Fig. 1.Gene properties covary in predictable ways, revealing underlying patterns of evolution that are shared by all phylogenomic data sets. The dendrogram shows that the eigenvectors of PC axes can be clustered into two major groups, labeled as patterns A and B. While pattern A is generally captured by PC 1 (green icons) and pattern B by PC 2 (orange icons), the hexapod and phasmatodean data sets are inverted. The histograms on the bottom she the distribution of loadings across variables. Results using k-means clustering are shown in supplementary figure S3, Supplementary Material online.

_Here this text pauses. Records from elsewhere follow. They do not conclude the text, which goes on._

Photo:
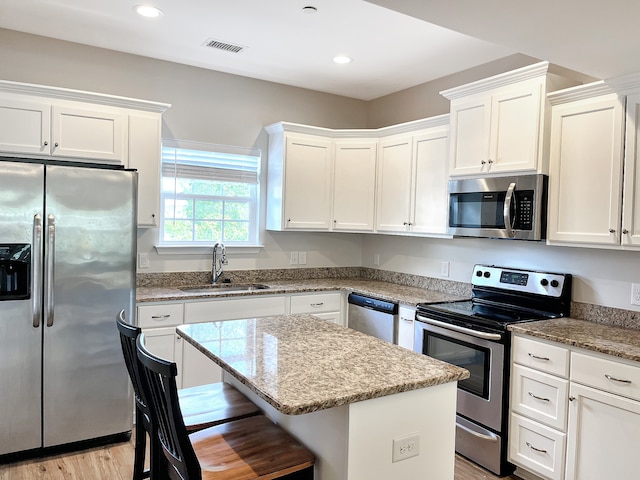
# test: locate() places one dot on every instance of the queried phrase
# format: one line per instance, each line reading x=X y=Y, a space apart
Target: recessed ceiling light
x=342 y=59
x=148 y=11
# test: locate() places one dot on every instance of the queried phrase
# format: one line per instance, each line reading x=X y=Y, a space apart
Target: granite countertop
x=384 y=290
x=301 y=364
x=616 y=341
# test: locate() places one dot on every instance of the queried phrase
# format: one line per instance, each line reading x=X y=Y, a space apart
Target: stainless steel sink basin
x=225 y=287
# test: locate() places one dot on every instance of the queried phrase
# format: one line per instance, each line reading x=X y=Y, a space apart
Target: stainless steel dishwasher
x=375 y=317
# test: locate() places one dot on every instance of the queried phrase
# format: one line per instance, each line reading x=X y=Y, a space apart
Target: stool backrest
x=162 y=393
x=128 y=336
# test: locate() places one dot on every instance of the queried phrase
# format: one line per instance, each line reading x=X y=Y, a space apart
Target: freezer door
x=21 y=199
x=89 y=277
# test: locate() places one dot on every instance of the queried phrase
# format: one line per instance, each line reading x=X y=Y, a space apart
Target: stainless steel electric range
x=473 y=334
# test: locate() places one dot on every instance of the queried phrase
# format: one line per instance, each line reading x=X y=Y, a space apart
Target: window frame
x=221 y=157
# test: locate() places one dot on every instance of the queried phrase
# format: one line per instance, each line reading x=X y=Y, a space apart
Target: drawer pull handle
x=614 y=379
x=546 y=359
x=536 y=449
x=538 y=398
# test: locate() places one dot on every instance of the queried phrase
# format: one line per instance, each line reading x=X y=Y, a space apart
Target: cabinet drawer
x=233 y=309
x=162 y=315
x=323 y=302
x=541 y=356
x=537 y=448
x=540 y=396
x=608 y=375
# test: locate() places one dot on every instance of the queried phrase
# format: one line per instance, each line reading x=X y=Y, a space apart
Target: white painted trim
x=82 y=96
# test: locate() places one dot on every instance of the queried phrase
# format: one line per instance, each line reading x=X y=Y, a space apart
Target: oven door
x=479 y=396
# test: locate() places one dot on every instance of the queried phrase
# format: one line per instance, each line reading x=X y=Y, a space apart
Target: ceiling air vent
x=227 y=47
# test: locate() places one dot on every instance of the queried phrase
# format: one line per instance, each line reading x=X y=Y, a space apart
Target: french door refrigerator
x=67 y=267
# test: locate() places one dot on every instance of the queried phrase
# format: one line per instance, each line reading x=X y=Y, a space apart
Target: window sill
x=206 y=249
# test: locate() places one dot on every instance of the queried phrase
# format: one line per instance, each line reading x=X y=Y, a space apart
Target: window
x=209 y=194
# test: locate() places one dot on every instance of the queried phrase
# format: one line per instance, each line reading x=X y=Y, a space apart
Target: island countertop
x=301 y=364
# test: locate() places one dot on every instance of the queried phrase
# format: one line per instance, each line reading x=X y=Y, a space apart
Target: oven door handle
x=457 y=328
x=490 y=437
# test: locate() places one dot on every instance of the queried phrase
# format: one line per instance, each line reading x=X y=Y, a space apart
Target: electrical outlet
x=635 y=294
x=406 y=446
x=444 y=269
x=143 y=260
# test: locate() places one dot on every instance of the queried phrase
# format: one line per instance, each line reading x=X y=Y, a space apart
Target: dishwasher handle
x=372 y=303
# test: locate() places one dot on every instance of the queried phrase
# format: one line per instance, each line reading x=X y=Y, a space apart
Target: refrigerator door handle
x=51 y=253
x=36 y=270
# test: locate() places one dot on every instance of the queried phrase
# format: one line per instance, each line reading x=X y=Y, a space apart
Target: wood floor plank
x=115 y=462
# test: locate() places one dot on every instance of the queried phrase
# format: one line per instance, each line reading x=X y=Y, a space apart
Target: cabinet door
x=94 y=134
x=430 y=200
x=515 y=128
x=602 y=439
x=585 y=177
x=354 y=183
x=144 y=156
x=165 y=343
x=631 y=197
x=307 y=191
x=25 y=126
x=393 y=207
x=407 y=317
x=470 y=122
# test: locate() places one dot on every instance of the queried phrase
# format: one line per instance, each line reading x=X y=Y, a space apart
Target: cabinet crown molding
x=501 y=80
x=374 y=133
x=82 y=96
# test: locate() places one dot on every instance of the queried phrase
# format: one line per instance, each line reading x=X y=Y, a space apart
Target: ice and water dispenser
x=15 y=271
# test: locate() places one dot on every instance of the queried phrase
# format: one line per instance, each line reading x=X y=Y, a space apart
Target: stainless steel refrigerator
x=67 y=267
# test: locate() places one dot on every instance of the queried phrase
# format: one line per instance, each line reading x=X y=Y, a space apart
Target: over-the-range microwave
x=513 y=207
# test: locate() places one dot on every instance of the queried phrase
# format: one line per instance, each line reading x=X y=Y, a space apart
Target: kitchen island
x=347 y=396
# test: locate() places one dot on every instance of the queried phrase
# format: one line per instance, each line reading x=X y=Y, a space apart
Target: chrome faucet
x=216 y=270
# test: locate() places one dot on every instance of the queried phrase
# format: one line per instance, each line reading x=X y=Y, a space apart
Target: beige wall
x=215 y=107
x=423 y=101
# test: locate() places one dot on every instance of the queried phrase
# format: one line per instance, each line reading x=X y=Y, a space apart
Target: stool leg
x=140 y=447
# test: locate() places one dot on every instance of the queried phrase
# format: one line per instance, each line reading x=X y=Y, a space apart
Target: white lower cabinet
x=328 y=306
x=575 y=415
x=158 y=323
x=406 y=318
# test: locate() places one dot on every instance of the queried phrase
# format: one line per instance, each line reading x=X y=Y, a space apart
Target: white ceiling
x=391 y=51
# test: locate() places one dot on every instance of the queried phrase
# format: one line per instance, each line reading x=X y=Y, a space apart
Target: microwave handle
x=508 y=199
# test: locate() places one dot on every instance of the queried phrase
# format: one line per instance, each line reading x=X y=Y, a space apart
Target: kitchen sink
x=225 y=287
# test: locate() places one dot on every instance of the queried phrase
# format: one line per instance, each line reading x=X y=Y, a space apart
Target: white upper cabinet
x=585 y=178
x=46 y=122
x=393 y=213
x=299 y=180
x=631 y=198
x=354 y=183
x=412 y=181
x=498 y=125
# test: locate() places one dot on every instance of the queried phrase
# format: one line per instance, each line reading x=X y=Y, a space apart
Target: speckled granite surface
x=597 y=337
x=301 y=364
x=385 y=290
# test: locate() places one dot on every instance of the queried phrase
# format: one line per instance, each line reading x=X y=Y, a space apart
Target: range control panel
x=539 y=283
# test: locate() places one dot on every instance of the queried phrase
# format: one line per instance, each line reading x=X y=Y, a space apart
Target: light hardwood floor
x=115 y=462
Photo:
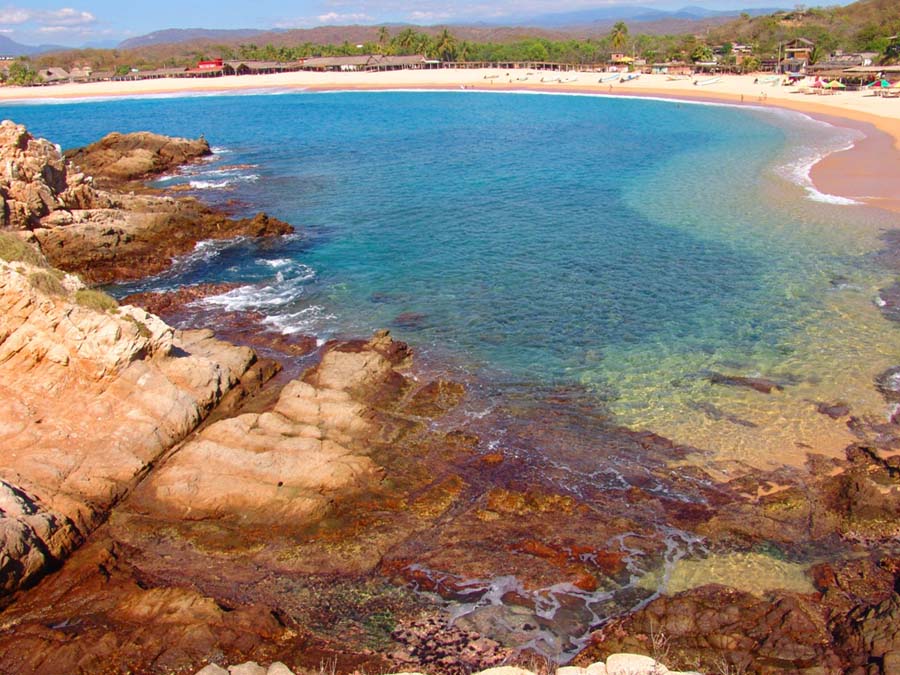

Fig. 2.Rate of evolution is the primary factor driving differences in gene properties. Scores of loci along PCs 1 (A) and 2 (B) were correlated against the log-transformed harmonic means of site rates. Blue lines correspond to LOESS regressions, and Spearman’s rank correlation coefficients (ρ) are shown in each plot. Clade icons are as in figure 1; the deviating hexapod and phasmatodean data sets are highlighted in red. Results using a tree-based estimate of evolutionary rates are shown in supplementary figure S4, Supplementary Material online.
Fig. 3.Comparison of the performance of alternative subsampling strategies. (A) Distribution of ranks attained by different strategies (lower ranks represent better results). Two criteria for selecting adequate strategies are highlighted: those whose median ranks are lower than randomly chosen loci (grey background), and those that outperform these in more than half of the data sets (yellow bars). The proportion of times a given strategy ranks better than random loci is shown at the bottom. Results correspond to matrices of 250 loci; those for 50 loci are shown in supplementary figure S7, Supplementary Material online. (B) NMDS of pair-wise distances between strategies, representing the average frequency with which they share loci (smaller distances represent higher probabilities of targeting the same loci). Average RF similarity (orange lines) is overlayed as a smooth surface. PC 2 defines an axis that traverses the RF similarity gradient, whereas PC 1 (and other rate proxies) sample genes along a perpendicular axis that follows an isocline.
Fig. 4.Detection of outlier genes using multiple gene properties in two exemplary data sets, Lepidoptera (left) and Pseudoscorpiones (right). Plots show the PC axes built from the entire data sets, with the genes considered outliers shown in red. The topology of the largest outlier (highlighted with a black border) is plotted.